7.08.2015

Unnatural





PINCHAS
WEDNESDAY, JULY 8
21 TAMMUZ, 5775
ב"ה
וְהָיְתָה לּוֹ וּלְזַרְעוֹ אַחֲרָיו בְּרִית כְּהֻנַּת עוֹלָם תַּחַת אֲשֶׁר קִנֵּא לֵאלֹקָיו (במדבר כה, יג)
AN ETERNAL COVENANT OF KEHUNAH SHALL BE FOR HIM AND FOR HIS DESCENDANTS AFTER HIM, BECAUSE HE WAS ZEALOUS FOR HIS G-D (BAMIDBAR 25:13)

A Breach of Nature

Zimri, the leader of the tribe of Shimon, sinned with a Midianite princess. Pinchas, knowing the law that Moshe had taught regarding such a situation, courageously entered Zimri’s tent and killed him. G-d rewarded Pinchas with kehunah, priesthood, for him and his descendants.
The Torah states that Pinchas was rewarded so greatly “because he was zealous for his G-d.” Rashi (on Bamidbar 25:11) explains that this means that he raged G-d’s rage and avenged G-d’s vengeance. Implied is that the sin that Pinchas avenged is regarded as an affront to G-d Himself—more so than any other transgression. Why?

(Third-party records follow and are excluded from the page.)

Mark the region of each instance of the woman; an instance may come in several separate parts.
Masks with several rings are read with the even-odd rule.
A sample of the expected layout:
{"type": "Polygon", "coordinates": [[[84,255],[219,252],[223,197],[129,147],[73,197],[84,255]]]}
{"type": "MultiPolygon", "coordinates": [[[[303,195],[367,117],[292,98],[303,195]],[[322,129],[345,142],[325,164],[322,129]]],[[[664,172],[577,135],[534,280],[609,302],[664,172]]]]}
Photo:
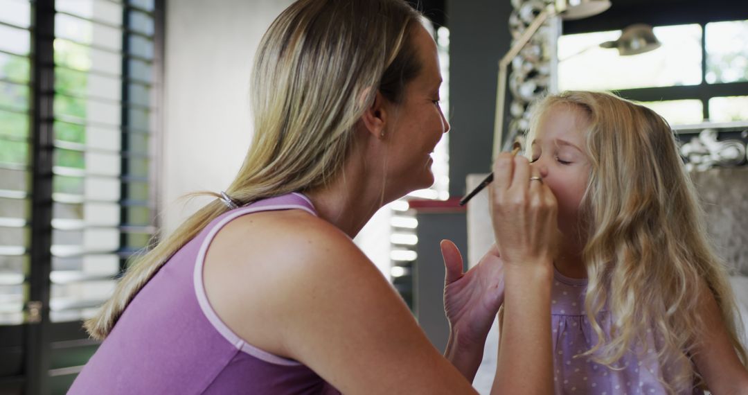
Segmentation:
{"type": "Polygon", "coordinates": [[[420,17],[402,0],[301,0],[276,19],[242,169],[86,323],[105,340],[71,393],[472,393],[502,271],[506,314],[527,327],[505,338],[533,343],[503,349],[494,390],[549,392],[555,200],[526,159],[494,168],[497,236],[515,239],[464,275],[443,246],[447,358],[352,242],[384,204],[434,181],[449,124],[420,17]]]}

Chassidus explains that when a Jew transgresses any of the Torah’s commandments, the faculties of his G-dly soul that he employed in committing that sin are in a state of “exile,” vested in the act that defied G-d’s will. The exile of the G-dly soul is even greater when a person sins with his reproductive abilities, since reproduction draws from the very fabric of human life and the essence of the soul. Even so, however, the sinner remains a Jew, and his G-dly energies remain holy—albeit in exile until he repents. Even if a Jew birthed a child through prohibited relations, that illegitimate child is still Jewish.

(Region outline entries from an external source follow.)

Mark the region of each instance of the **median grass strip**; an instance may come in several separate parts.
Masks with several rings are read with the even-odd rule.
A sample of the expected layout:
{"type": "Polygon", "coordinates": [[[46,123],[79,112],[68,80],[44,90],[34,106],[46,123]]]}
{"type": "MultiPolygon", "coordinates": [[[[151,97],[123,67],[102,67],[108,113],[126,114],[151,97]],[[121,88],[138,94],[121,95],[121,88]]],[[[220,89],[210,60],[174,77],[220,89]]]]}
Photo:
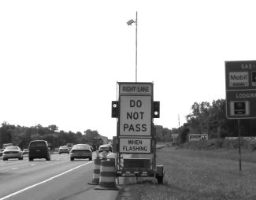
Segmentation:
{"type": "Polygon", "coordinates": [[[139,178],[137,183],[127,184],[131,199],[256,199],[256,154],[243,155],[240,172],[235,150],[158,150],[157,162],[165,170],[164,184],[139,178]]]}

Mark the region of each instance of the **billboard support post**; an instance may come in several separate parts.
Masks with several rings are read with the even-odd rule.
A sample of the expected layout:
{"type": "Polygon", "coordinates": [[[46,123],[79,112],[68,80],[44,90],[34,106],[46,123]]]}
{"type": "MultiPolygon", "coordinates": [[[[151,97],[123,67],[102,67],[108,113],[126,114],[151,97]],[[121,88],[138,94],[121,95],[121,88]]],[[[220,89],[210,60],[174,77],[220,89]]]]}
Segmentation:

A child born from a non-Jewish woman, however, is not a Jew. Hence, a sin such as Zimri’s causes the essential material of a Jewish body and soul to lose its Jewishness entirely, breaching the natural distinction that G-d created between Jew and non-Jew. Moreover, the Talmud (Niddah 31a) teaches that there are three partners in the creation of a child: a father, a mother, and G-d.  Thus, Zimri’s offense was an affront to G-d Himself, for he was also desecrating the G-dly power of reproduction (within him), as it were, utterly removing it from its sanctity.

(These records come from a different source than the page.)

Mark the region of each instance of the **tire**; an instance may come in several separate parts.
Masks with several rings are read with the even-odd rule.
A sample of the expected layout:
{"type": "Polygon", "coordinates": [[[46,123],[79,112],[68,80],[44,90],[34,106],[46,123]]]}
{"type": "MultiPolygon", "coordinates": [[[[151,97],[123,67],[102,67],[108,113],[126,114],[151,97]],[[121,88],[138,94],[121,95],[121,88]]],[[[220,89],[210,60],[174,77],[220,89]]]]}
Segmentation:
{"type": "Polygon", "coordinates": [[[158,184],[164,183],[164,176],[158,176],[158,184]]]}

This explains why G-d rewarded Pinchas with kehunahKehunah is a reality of nature; Rashi compares it elsewhere to the unchangeable realities of day and night (see Rashi, Bamidbar 16:5). Yet because Pinchas was zealous for G-d, avenging the breach of the natural distinction between Jew and non-Jew, G-d rewarded him commensurately with a breach of nature—He granted him kehunah.